US equity markets closed marginally higher on Tuesday as markets paused for breath ahead of the Federal Open Market Committee (FOMC) May monetary policy update and awaited key Q1 earnings updates. Despite underperforming against it’s peers, the tech-focused Nasdaq Composite posted yet another all-time record high, while the blue-chip S&P500 closed within 10 points of a fresh high. The closely followed Dow Jones outperformed, up 0.2% on account of the latest deluge of Q1 earnings.
Accendo Markets Analyst, Mike van Dulken noted – “a disappointing after hours earnings release from tech giant Apple saw the world’s most valuable company’s share price trade around 2% lower in after-market trading. The company missed analysts’ revenue expectations while reporting only its second quarterly iPhone sales decline ever.”
With the FOMC releasing its monthly rate decision guidance today, investors do not think there will be any change to policy, so the focus will be on the accompanying statement.
ADS Securities Analyst, Konstantinos Anthis commented – “The Dollar remains well bid ahead of the meeting even though the latest US data does not support the case of the Fed raising rates again soon. The US currency traded higher against the Yen and Gold, held steady against the Euro and ended the day marginally lower versus the Pound on the back of the UK Manufacturing PMI figures. But the key question in analysts’ minds this morning is why investors appear so optimist ahead of the Fed decision amid weaker figures from the States over the past weeks.”
A busy week for data continues today with the UK construction PMI joined by the first glimpse at the Eurozone’s Q1 growth.
Spreadex Analyst, Connor Campbell suggested – “current estimates have the reading hitting an 8 month nadir of 52.1, a slight decline from the 52.2 revealed last month. However, after yesterday’s UK manufacturing PMI left analysts looking a bit silly, avoiding the predicted 5 month low to instead hit a 3 – and a bit – year high, investors will be hoping for a similar disconnect between expectation and reality this time around.”
With the majority of commodity stocks in the red, and notable declines for ITV and Sainsbury’s, the FTSE fell 0.2% after the bell. The pound, meanwhile, was similarly uninspired, slipping 0.1% against the dollar – but remaining above 1.29 – and sitting flat against the euro.
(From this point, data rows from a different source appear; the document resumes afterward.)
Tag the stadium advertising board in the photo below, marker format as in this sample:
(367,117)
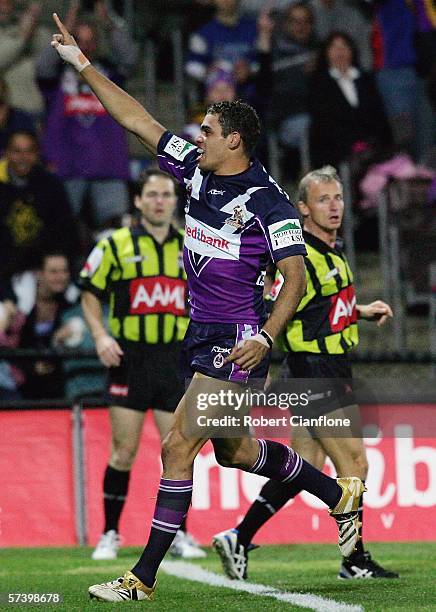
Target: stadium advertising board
(36,448)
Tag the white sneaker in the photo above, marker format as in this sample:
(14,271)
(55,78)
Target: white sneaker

Connor Campbell added – “Sterling’s sluggishness, especially against the greenback, is likely explained by the fact that this evening sees the latest Federal Reserve meeting, one that could potentially tee-up a June rate hike. The DAX and CAC matched the FTSE’s slow start this Wednesday, the German and French indices falling 0.1% and 0.2% respectively. That inertia is partly informed by investors waiting for the region’s first quarter GDP reading – which is forecast to rise to 0.5% from Q4’s 0.4% – before making any significant moves.”